I have a git repository that, when just checked out, takes around 2.3 GiB even in the shallowest configuration, of which 1.9 GiB is inside .git/objects/pack
. The working tree files are just about .5 GiB.
Considering I have a remote from which I can re-fetch all the objects if needed, the question is:
- What (and how) can I delete from inside
.git
everything that I could then re-fetch safely, with simple git commands, from the remote?
Testing a bit, I found out that if I delete everything under .git/objects/pack/
, it will be re-downloaded from the remote with a simple git fetch
.
There are some complaints like:
error: refs/heads/master does not point to a valid object!
error: refs/remotes/origin/master does not point to a valid object!
error: refs/remotes/origin/HEAD does not point to a valid object!
But then .git/objects/pack
gets repopulated and further calls to git fetch
don't complain anymore.
Is it safe to nuke .git/objects/pack*
like this?
Assumptions:
- There are no local-only commits in the repo or any form of git manipulation (like adding/removing objects from the stage), just checking out a specific branch in shallow mode.
- The remote won't be rewriting history for the checked out branches.
- I have no control whatsoever over the contents of the remote repository itself. It's a dependency of my project, but a fast changing one that is only available as git, and I want instructions for automated use in a continuous integration setting. Tips on how to modify the repository itself to make it take less space aren't going to help.

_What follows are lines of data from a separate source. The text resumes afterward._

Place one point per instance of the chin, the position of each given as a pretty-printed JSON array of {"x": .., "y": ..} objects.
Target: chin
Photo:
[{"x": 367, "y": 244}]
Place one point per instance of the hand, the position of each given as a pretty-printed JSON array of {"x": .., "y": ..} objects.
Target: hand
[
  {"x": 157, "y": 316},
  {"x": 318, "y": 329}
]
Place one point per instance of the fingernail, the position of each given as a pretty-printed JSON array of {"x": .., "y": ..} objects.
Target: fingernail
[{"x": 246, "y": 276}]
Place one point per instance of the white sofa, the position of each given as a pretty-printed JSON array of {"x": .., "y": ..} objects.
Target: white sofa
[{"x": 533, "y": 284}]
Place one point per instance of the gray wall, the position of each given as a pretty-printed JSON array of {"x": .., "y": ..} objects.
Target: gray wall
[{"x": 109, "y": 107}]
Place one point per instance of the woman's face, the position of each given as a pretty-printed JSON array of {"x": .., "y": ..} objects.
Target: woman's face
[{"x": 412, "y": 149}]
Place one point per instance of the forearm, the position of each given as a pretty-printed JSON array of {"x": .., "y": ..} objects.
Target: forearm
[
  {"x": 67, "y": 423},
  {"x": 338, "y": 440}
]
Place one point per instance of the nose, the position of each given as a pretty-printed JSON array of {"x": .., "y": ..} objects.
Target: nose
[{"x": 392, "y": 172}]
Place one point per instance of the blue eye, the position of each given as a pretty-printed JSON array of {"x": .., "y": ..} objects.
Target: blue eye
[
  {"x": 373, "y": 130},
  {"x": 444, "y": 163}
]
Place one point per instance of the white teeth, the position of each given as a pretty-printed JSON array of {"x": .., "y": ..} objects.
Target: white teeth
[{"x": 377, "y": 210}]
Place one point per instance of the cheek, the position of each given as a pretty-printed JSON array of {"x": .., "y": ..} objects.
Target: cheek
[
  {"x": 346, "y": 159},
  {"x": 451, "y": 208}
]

- As I mentioned earlier, 1.9 GiB is for a shallow clone of the one branch I'm interested. It's a lot bigger than that when it's non-shallow, due to it's long history (open-source project that has over 10 years).
- There are other repositories checked out in the same continuous-integration pipeline and I'd like to apply the same reduction of redundant-with-remote info in all of them.
The intent is to reduce as much as possible the amount of space taken by artifacts from a continuous-integration pipeline, but retaining enough information so that a those artifacts could be downloaded and restored to working order in the developer workstation with as little (and as normal) commands as possible.